10. Il y a lieu d'enjoindre au maire de La Garde de procéder à une nouvelle instruction de la déclaration préalable de travaux de la société Free Mobile dans un délai d'un mois à compter de la notification de la présente décision, sans qu'il soit besoin d'assortir cette injonction d'une astreinte.

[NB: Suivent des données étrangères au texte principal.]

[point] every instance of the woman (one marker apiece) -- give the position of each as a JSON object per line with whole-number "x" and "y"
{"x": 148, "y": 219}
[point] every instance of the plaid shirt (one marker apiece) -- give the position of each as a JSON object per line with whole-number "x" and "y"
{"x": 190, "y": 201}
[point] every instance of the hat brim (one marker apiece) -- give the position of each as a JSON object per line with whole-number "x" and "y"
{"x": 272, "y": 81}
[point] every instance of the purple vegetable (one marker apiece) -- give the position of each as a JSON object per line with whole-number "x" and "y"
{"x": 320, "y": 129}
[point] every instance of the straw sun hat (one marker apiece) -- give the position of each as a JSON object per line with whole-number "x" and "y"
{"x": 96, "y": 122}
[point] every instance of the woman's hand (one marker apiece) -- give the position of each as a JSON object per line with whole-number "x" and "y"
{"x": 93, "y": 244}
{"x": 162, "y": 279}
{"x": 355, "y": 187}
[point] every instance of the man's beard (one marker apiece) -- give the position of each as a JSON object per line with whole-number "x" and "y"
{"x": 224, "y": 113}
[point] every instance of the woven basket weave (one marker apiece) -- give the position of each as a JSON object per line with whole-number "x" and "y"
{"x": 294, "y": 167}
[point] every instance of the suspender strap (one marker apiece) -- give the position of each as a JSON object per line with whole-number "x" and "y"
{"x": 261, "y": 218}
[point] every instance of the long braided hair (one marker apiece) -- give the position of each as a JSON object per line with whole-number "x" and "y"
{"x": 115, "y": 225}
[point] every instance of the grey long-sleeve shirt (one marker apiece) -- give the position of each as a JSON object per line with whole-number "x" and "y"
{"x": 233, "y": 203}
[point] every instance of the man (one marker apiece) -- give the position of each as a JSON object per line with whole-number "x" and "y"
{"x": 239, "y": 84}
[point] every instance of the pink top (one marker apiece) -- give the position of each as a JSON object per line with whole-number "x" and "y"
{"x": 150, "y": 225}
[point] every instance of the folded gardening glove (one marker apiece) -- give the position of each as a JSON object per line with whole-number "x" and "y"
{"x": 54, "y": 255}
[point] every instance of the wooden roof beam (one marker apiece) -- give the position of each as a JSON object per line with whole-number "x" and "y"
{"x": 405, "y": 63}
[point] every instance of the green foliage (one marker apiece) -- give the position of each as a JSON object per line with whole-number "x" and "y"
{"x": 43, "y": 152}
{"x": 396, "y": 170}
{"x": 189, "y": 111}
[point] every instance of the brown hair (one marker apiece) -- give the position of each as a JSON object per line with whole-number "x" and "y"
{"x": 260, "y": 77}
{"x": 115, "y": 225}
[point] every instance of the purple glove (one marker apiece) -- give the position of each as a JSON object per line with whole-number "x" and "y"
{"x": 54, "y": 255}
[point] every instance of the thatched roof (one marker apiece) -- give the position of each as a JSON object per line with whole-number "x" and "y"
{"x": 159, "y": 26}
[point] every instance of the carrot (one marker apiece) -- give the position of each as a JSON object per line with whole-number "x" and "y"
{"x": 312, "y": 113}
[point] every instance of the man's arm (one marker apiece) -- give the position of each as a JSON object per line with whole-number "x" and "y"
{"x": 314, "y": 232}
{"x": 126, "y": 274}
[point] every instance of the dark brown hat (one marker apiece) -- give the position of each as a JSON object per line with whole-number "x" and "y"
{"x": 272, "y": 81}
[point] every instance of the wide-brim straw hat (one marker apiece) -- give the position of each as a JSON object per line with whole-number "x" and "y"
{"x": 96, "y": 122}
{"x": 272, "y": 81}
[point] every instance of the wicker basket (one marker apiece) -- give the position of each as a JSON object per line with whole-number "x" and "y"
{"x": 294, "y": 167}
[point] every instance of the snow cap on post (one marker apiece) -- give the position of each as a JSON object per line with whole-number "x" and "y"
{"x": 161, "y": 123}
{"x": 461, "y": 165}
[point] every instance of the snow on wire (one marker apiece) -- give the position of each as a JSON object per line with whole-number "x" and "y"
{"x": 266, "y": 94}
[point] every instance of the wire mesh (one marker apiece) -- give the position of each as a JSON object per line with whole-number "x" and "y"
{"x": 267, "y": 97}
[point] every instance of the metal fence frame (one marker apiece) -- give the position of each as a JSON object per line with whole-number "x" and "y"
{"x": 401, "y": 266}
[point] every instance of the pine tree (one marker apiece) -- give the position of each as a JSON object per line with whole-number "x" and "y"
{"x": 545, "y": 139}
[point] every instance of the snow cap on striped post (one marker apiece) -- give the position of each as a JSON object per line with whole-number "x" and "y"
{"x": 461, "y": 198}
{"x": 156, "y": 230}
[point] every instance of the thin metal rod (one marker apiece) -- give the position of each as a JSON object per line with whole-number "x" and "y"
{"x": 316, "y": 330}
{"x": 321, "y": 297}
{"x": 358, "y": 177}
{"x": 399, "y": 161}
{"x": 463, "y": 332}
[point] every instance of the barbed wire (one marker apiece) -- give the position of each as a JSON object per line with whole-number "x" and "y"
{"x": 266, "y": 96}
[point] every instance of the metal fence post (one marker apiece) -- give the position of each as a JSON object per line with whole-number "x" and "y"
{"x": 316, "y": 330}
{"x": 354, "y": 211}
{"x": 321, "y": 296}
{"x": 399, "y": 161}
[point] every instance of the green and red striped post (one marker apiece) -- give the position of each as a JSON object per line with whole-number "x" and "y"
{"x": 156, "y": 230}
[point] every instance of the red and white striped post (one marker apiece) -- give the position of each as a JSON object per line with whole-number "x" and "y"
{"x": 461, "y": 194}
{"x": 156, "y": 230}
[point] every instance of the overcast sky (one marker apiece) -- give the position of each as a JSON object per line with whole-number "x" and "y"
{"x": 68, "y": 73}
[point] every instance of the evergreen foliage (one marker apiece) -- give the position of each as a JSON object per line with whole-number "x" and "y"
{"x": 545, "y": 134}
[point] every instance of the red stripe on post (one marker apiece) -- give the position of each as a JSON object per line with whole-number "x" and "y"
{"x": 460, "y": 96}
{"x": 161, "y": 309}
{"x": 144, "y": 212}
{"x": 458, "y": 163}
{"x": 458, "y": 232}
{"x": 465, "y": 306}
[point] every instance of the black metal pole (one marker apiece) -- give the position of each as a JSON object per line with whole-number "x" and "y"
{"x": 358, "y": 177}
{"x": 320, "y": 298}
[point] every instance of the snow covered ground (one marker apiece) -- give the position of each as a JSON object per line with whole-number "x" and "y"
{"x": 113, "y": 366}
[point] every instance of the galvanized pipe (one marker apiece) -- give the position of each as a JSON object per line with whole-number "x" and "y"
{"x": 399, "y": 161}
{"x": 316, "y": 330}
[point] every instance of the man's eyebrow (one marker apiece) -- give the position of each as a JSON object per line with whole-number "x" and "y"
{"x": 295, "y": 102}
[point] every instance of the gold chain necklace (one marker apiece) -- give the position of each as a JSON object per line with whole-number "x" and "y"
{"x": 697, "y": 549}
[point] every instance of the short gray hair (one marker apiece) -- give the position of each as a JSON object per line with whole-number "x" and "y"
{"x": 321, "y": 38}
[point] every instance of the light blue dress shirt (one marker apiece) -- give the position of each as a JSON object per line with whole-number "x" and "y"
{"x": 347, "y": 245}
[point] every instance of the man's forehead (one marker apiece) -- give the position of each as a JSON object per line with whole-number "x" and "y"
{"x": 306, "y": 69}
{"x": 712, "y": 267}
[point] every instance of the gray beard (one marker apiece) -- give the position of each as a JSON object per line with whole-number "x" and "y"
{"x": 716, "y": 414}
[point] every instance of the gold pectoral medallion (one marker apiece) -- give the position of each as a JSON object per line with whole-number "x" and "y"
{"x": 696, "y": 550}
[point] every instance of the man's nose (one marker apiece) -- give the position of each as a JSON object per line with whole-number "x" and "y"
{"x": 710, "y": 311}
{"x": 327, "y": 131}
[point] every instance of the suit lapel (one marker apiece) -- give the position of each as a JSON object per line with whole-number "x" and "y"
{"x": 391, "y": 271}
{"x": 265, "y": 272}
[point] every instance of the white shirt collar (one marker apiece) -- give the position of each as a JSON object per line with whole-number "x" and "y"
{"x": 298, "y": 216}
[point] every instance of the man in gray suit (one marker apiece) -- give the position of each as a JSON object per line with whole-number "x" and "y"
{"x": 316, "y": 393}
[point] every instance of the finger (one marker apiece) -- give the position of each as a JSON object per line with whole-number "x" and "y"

Sur les conclusions présentées au titre de l'article L. 761-1 du code de justice administrative :

11. Il y a lieu, dans les circonstances de l'espèce, de mettre à la charge de la commune de La Garde le versement à la société Free Mobile d'une somme de 4 500 euros au titre des frais qu'elle a engagés devant le tribunal administratif et le Conseil d'Etat. Les dispositions de l'article L. 761-1 du code de justice administrative font, en revanche, obstacle à ce que soit mis à la charge de cette société, qui n'est pas la partie perdante dans la présente instance, le versement de la somme que demande la commune de La Garde au même titre.

D E C I D E :

--------------

Article 1er : L'ordonnance du juge des référés du tribunal administratif de Toulon du 19 octobre 2022 est annulée.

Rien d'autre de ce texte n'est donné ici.